It doesn’t take long but anything of value is bound to be counterfeited. Whether it’s money, designer handbags, or scotch, being able to tell the genuine articles from the fakes is important whenever you’re about to part with your money. Much like you wouldn’t expect to see a fake one dollar bill, chances are you won’t see many fake budget scotches. However, when you consider that your average 12 year old single malt Scotch is going to run at least $30-35, there is a little incentive to make fakes. The real money is made on higher dollar bottles though (why fake a $35 bottle when you can fake a $350?).
That being said, there is now a technique, developed at the Strathclyde University in Glasgow, that can detect whether a sample is a fake or the real deal.
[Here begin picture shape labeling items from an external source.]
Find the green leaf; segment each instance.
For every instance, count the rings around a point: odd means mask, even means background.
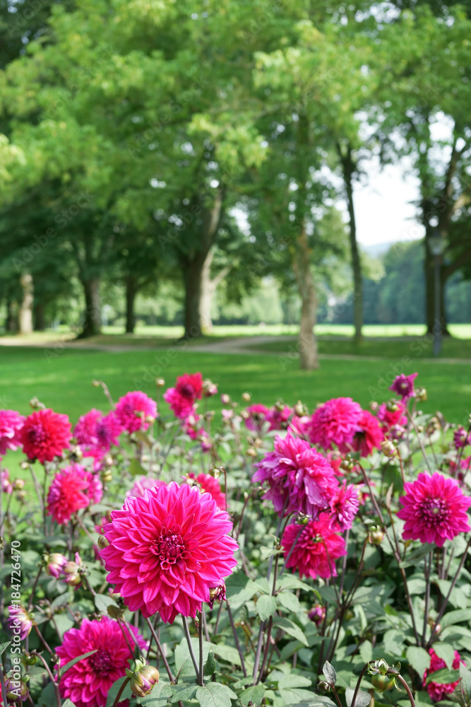
[[[147,472],[143,467],[141,466],[137,459],[131,459],[129,464],[129,473],[131,477],[137,477],[141,474],[145,476]]]
[[[276,611],[275,597],[270,597],[267,594],[263,594],[261,597],[257,599],[256,609],[257,614],[262,621],[268,619]]]
[[[442,660],[446,663],[446,667],[453,670],[453,663],[455,660],[455,648],[449,643],[434,643],[434,650]]]
[[[243,690],[239,696],[239,699],[244,707],[246,707],[249,702],[251,702],[254,705],[261,704],[264,695],[265,687],[263,685],[252,685]]]
[[[324,677],[330,685],[335,685],[337,682],[337,673],[333,665],[331,665],[328,660],[322,666],[322,672]]]
[[[442,618],[440,623],[442,629],[447,626],[453,626],[455,624],[460,624],[463,621],[471,619],[471,609],[457,609],[454,612],[448,612]]]
[[[291,592],[280,592],[276,597],[277,603],[289,612],[297,612],[299,610],[299,600],[295,594]]]
[[[84,658],[88,658],[89,655],[93,655],[93,653],[96,653],[97,650],[97,649],[95,648],[95,650],[89,650],[88,653],[83,653],[83,655],[77,655],[77,657],[73,658],[72,660],[69,660],[68,662],[66,663],[64,667],[61,667],[61,670],[59,670],[59,677],[62,677],[64,676],[64,674],[66,672],[70,667],[72,667],[73,665],[75,665],[76,662],[78,662],[79,660],[83,660]]]
[[[237,700],[237,696],[227,685],[209,682],[198,688],[196,699],[201,707],[232,707],[231,700]]]
[[[459,679],[459,670],[450,670],[448,667],[442,667],[439,670],[436,670],[435,672],[431,672],[427,676],[425,684],[428,685],[429,682],[438,682],[439,685],[448,685],[449,683],[455,682],[456,680]]]
[[[430,667],[431,657],[425,650],[417,645],[410,645],[405,652],[405,657],[415,672],[422,677]]]
[[[97,594],[93,597],[97,610],[102,614],[108,613],[108,607],[117,607],[115,600],[106,594]]]
[[[347,707],[350,707],[354,691],[355,691],[351,687],[345,688],[345,701],[347,703]],[[359,690],[357,693],[357,696],[355,697],[355,707],[366,707],[366,705],[369,704],[371,699],[371,696],[369,692],[364,692],[363,690]]]
[[[288,633],[289,636],[292,636],[293,638],[296,638],[299,641],[299,643],[303,643],[304,645],[309,645],[307,638],[299,626],[293,621],[290,621],[289,619],[277,617],[273,621],[273,625],[278,626],[280,629],[282,629],[285,633]]]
It doesn’t use expensive lab-analysis techniques (or testing for radioactive material!), it just tests for levels of ethanol and colorant. They tested a small sample size of 17 blended whiskies and were able to find the eight authentic and the nine fake samples.
While I doubt we’ll see many fake Glenlivet 12’s floating around, this does change the game for counterfeiters.
I really appreciate you if you share the technique or device which can help me to separate the original single malt scotch or blends from counter fits or fake alcohol.
That’s an interesting article and I’m glad that whisky distillers have a method at their disposal to sample fake whiskies from the real ones, however in places like India, China, Hong Kong and some other, people have in the past adulterated quality scotch with cheap low quality liquor. From what I have read, they purchase empty bottles of the Black Label, Chivas, Glenfiddich from any bar and refill them with 20% real scotch and 80% bagpiper or any other cheap Indian liquor. Glenlivet 12 year old is the most widely sold single malt in India so is not possible that people could fake it? How can one tell a fake bottle of Glenlivet 12 yo from a genuine one?